Boundary workers are used as either proxies or reverse proxies. Boundary workers routinely communicate with Boundary controllers to report their health. In the event of a Boundary worker node failure, it is a best practice to have at least three Boundary workers per network boundary, per type (ingress and egress). Therefore, the controller assigns a user's proxy session to an active Boundary worker node.
Availability zone failure
By deploying Boundary controllers in the recommended architecture across three availability zones with load balancing in front of them, the Boundary control plane can survive outages in up to two availability zones.
The best practice for deploying Boundary workers is to have at least one worker deployed per availability zone. In the case of an availability zone outage, if the networking service is still up, users will have their attempted session connection proxied through a worker in a different availability zone and then onto the target, granted the proper security rules are in place to allow for cross subnet/availability zone communication.
Regional failures
Generally speaking, when there is a failure in an entire cloud region, the resources running in that region are most likely inaccessible, especially if the networking service is affected.
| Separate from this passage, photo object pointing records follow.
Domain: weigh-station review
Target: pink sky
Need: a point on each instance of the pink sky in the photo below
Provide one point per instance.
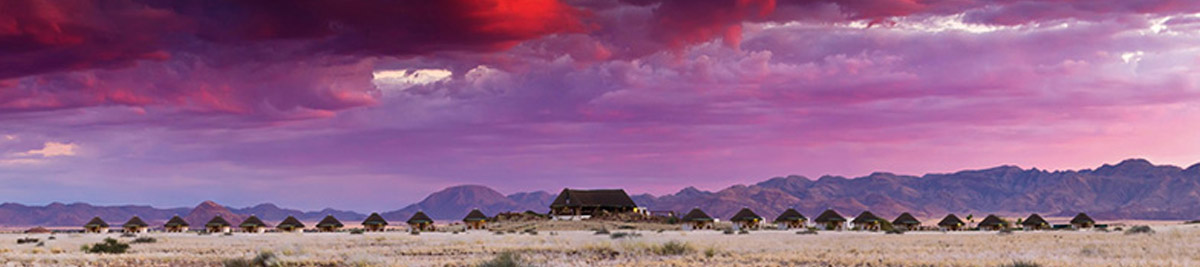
(371, 105)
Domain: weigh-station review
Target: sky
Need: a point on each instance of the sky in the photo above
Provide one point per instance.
(371, 105)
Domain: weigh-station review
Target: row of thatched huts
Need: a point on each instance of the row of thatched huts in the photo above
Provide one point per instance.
(867, 220)
(419, 221)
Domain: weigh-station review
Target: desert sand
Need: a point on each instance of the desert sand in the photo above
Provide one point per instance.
(1170, 245)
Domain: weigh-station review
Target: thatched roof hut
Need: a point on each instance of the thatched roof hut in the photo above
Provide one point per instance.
(906, 220)
(951, 223)
(790, 215)
(1083, 220)
(289, 224)
(589, 202)
(696, 215)
(217, 224)
(1035, 221)
(96, 223)
(329, 224)
(829, 217)
(474, 215)
(745, 214)
(175, 221)
(420, 221)
(136, 221)
(375, 223)
(217, 221)
(993, 223)
(252, 221)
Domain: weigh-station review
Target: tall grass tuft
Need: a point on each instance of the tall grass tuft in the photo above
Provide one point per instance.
(507, 259)
(264, 259)
(672, 248)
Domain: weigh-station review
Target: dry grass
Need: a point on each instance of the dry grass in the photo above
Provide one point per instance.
(1170, 245)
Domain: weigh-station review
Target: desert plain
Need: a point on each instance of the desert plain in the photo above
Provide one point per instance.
(1168, 245)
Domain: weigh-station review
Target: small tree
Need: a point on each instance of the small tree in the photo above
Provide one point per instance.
(108, 247)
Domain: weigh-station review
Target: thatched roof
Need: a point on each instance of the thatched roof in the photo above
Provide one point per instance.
(96, 223)
(175, 221)
(252, 221)
(375, 219)
(745, 214)
(217, 221)
(951, 220)
(474, 215)
(791, 214)
(1081, 218)
(1035, 220)
(991, 220)
(606, 197)
(329, 221)
(136, 221)
(829, 215)
(420, 218)
(906, 219)
(696, 215)
(867, 217)
(291, 221)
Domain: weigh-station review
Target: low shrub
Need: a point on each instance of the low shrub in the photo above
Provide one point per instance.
(624, 235)
(263, 260)
(505, 259)
(1139, 229)
(672, 249)
(108, 247)
(1021, 263)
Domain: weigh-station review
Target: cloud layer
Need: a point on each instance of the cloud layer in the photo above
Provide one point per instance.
(541, 94)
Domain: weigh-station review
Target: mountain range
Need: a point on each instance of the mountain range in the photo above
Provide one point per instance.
(1132, 189)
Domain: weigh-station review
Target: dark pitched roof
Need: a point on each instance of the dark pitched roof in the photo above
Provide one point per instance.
(420, 218)
(1035, 219)
(745, 214)
(136, 221)
(291, 221)
(252, 221)
(951, 220)
(1083, 218)
(791, 214)
(696, 215)
(867, 217)
(217, 221)
(905, 219)
(96, 221)
(474, 215)
(329, 221)
(829, 215)
(175, 221)
(991, 220)
(375, 219)
(606, 197)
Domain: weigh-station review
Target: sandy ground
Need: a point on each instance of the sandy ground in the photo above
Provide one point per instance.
(1170, 245)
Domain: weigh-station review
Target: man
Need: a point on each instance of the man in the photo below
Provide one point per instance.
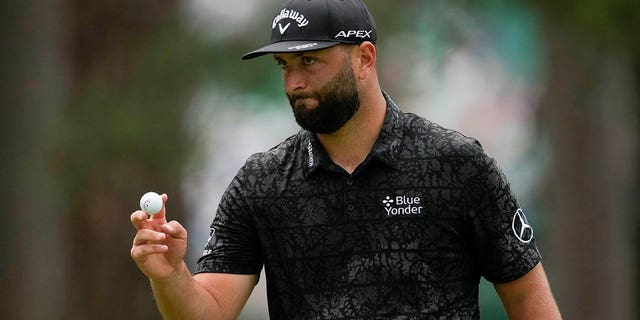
(366, 213)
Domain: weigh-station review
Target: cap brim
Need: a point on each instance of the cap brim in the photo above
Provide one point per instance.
(289, 47)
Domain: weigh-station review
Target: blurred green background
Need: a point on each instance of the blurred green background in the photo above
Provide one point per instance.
(105, 100)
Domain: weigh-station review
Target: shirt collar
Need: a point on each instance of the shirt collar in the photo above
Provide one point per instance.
(385, 149)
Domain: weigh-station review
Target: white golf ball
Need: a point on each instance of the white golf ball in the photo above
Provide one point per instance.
(151, 203)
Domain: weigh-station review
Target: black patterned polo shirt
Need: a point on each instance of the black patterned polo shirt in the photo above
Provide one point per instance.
(407, 235)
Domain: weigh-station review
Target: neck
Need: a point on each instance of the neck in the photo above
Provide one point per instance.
(349, 146)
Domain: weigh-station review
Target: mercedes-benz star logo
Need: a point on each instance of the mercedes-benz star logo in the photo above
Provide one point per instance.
(521, 227)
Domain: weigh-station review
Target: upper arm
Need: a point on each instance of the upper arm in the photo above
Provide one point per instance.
(230, 291)
(529, 297)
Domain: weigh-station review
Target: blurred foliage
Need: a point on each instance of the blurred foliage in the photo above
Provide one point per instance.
(611, 23)
(134, 70)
To continue to serve Boundary controller requests in the event of a regional outage, there must be a deployment like the one outlined in this guide in a different region. The nodes in the secondary region must be able to communicate with the PostgreSQL database, which can be accomplished with multi-regional database technologies from the various cloud providers (for example AWS RDS Read Replicas, where a read replica can be promoted to a primary in the event the primary resides in a failed region).
Another point of consideration is how to handle load balancing Boundary controller requests to regions that are not in a failed state. Services like AWS Global Accelerator for AWS, Cross-Region Load Balancer for Azure, and GCP Cloud Load Balancer for GCP all provide this level of functionality with some configuration.
Refer to your cloud provider's documentation for additional information regarding multi-region disaster recovery strategies for PostgreSQL.
In the case of a regional outage, if a Boundary worker cannot reach its upstream worker, cannot reach a controller, a user cannot reach the worker, or any combination of the above, the user is not able to establish a proxied session to the target.